The output of the accounting information system is referred
to as the Financial statements. They essentially sets out the information about
the financial aspect of the operations of any specific entity that it how much
profit the entity has grossed up in a specific year, its accumulated financial
wealth or the change in the financial wealth during the current year financial
year operations.
Preparation of the Financial Statements
Firstly, there are rules, assumptions that govern the
process of the preparation of the financial statements. Over and above, in an
attempt to effect an harmony between the financial statements around the globe,
International Accounting Standards Board is striving hard and has promulgated
comprehensive standards in this regard, referred to as the International
Financial Reporting Standards (IFRS). These rules are the global rules that are
implemented in relation to the preparation of the financials. The national
accounting regulations need to be implemented in relation to preparation of the
financials in addition to IFRS with regard to presentation and formatting
requirements, wherever there is conflict, it is inevitable to give preference
to the national accounting standards and regulations. There are certain
accounting principles, assumptions and conventions that are the basis of all
the standards promulgated or under consideration, financial statements are
prepared following these accounting principles, assumptions and conventions.

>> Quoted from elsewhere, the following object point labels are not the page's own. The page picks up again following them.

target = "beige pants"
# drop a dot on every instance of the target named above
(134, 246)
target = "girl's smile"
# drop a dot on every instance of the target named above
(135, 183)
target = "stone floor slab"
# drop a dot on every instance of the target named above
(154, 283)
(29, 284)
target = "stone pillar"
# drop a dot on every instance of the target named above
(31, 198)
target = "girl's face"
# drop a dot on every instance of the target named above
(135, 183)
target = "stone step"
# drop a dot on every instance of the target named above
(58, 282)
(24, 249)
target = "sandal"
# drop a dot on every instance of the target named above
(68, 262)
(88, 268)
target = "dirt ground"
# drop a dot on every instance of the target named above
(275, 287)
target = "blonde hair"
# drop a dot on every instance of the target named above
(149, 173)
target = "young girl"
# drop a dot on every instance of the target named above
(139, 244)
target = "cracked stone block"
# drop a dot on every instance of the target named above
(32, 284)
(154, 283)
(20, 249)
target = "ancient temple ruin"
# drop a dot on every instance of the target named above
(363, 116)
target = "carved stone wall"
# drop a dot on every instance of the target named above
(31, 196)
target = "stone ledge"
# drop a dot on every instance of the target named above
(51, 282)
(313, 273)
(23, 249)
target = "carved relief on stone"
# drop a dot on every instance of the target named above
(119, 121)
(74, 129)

Financial Statements Components
Globally there are five components, stated differently,
elements of the financial statements. These are income statement, Balance Sheet, Cash Flow Statements, Statement of
Changes in equity and the notes to the financial statements. All those
serve different purposes and distinct financial needs of the users,
stakeholders. This is the rationale that a complete set of financial statements
essentially contain these five components, elements. Balance sheet represent
what is the financial worth of any specific business at any specific point of
time. The Balance sheet is usually prepared at the end of the reporting period
and is prepared periodically at the end of each subsequent period. Income
statement essentially the first financial statement that is perused and reports
about whether the business earned profit or incurred loss in any specific
financial year.
Financial Statements Relationship
The financial statements are quite related to one another.
There is a specific order in the preparation of the financial statements. For
example, income statement is the first financial that is prepared and
presented. The net income figure in the financial statement is necessary in
order to complete the Balance Sheet Equity portion, which is subsequently used
to prepare the statement of changes in equity financial statement. Similarly,
the net income figure is also necessary in the preparation of the Cash flow
statement using the indirect method. The notes to the financial statements
explains in a bit detail the line items in the respective financial statement
apart from setting out the accounting policies implemented by the organization
in the making of the financials. This is how the financial statements have
relationship to each other and they are interpreted integrally using the
financial rations to assess if the company is financially sound and stable.
Audit of the Financial Statements
It is important to audit the financial statements as it
establishes even more reliability that the financial statements are quite
fairly representing the financial results of the company. The audit can be
executed by the internal auditors or the external auditors, however, the audit
by the external auditors is more reliable as the external auditor are
independent and do not report to the management of the organization.